Sample-radiation interaction

As the reflected radiation is emitted from the sample in a random direction, diffusely reflected radiation can be separated from, potentially sensor-blinding, specular reflections. Common techniques are off-angle positioning of the sensor with respect to the position(s) of the illumination source(s) and the use of polarisation filters. Application restrictions apply to optically clear samples with little to no scattering centres, thin samples on an absorbing background and dark samples. In either of these cases, the intensity of radiation diffusely reflected off such samples is frequently insufficient for spectral analysis. While dark objectives remain a problem, thin and/or transparent samples can be measured in transmission or in transflectance. 

Transmission arrangements for SI applications follow the classical transmission layout, with a radiation source on one side of a sample and the SI analyser on the other side. The information depth is either constant or can easily be measured, which is an advantage in particular for (semi-)quantitative analysis. Although occasionally applied, such transmission systems suffer from the restriction that the sample must either be freely suspended or rest on a support that is transparent in the investigated spectral range. 

Transflection is essentially a cross between transmission and reflection. When light is shined onto a reflective surface covered by an optically clear sample, two processes occur - reflection off the top surface of the sample and transmission and reflection off the mirror, followed by a second transmission. As for most materials the surface reflection is low in comparison to the reflection off the mirror, the total collected radiation corresponds to a transmission measurement with double pathlength. Instead of a transparent support, transflection systems require only a spectrally neutral, or at least constant, broadband reflector under the sample. 

The optical layout depends on the reflector.
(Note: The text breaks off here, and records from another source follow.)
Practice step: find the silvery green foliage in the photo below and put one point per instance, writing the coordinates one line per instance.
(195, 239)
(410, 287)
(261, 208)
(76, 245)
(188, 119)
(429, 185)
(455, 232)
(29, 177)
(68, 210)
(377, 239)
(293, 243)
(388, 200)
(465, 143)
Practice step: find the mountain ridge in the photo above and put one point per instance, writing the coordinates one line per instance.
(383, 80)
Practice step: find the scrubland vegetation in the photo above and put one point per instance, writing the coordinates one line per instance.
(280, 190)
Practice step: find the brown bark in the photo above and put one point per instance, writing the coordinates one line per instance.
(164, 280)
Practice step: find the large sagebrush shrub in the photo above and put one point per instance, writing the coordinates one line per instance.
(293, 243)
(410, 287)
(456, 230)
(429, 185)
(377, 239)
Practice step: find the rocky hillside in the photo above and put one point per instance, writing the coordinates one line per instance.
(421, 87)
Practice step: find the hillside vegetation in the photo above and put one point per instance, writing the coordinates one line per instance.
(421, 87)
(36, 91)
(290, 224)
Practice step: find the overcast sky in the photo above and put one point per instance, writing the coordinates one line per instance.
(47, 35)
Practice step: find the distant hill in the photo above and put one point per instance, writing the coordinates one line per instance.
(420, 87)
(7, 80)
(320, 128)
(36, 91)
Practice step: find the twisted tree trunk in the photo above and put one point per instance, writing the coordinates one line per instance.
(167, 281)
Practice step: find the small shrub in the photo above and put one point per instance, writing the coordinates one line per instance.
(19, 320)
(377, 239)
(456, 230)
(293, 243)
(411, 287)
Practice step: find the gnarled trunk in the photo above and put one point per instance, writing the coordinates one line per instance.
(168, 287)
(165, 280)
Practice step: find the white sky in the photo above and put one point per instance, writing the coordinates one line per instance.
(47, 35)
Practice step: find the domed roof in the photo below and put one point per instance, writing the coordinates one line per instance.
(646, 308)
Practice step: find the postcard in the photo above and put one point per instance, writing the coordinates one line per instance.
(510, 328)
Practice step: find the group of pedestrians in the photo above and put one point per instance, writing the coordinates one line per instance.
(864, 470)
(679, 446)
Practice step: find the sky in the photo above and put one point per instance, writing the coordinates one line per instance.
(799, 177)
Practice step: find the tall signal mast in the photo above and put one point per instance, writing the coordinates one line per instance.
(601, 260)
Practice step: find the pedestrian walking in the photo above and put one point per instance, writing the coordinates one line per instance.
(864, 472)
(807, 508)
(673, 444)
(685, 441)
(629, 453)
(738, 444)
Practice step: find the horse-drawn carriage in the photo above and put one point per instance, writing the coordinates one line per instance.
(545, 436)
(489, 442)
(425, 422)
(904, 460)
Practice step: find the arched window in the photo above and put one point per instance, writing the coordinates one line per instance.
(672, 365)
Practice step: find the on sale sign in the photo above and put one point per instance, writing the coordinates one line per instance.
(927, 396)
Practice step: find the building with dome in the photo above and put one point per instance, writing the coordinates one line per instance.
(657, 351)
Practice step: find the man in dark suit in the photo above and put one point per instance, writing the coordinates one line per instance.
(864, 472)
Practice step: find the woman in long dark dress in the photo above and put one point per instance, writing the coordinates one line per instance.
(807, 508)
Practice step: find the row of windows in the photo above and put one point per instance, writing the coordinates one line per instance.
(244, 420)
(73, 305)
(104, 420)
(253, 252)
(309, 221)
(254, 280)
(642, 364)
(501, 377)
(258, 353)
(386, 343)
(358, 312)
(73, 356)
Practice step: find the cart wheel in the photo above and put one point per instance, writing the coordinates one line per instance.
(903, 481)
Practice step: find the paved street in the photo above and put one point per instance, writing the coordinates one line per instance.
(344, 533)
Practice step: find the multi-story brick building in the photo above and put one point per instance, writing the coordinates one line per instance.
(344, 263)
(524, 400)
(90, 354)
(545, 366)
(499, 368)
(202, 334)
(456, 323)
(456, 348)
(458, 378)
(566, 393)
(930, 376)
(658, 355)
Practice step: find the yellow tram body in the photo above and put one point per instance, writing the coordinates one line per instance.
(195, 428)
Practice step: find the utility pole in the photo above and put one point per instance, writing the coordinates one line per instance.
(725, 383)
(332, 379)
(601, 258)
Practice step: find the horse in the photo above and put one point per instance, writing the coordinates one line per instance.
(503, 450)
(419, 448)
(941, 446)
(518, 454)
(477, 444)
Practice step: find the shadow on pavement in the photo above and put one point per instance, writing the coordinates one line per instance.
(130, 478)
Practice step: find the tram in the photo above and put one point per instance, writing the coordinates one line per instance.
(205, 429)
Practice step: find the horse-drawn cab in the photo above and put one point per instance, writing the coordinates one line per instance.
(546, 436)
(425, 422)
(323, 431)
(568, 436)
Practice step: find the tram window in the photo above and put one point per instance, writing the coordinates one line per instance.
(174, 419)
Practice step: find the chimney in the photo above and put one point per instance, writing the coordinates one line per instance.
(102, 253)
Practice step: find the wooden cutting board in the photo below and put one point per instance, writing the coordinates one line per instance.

With diffusely reflecting reflectors, for example dense polytetrafluoroethylene (PTFE) or compacted titanium dioxide, 

For the analysis of clear organic coatings, in particular on metal, placing the SI analyser in a position where it records the specularly reflected radiation - attenuated by two transmissions through the material to be analysed - is preferable. As the metal under the coating acts as mirror reflector, such systems have high reliability and low maintenance requirements, provided the reflection properties of the coated metal remain reasonably constant.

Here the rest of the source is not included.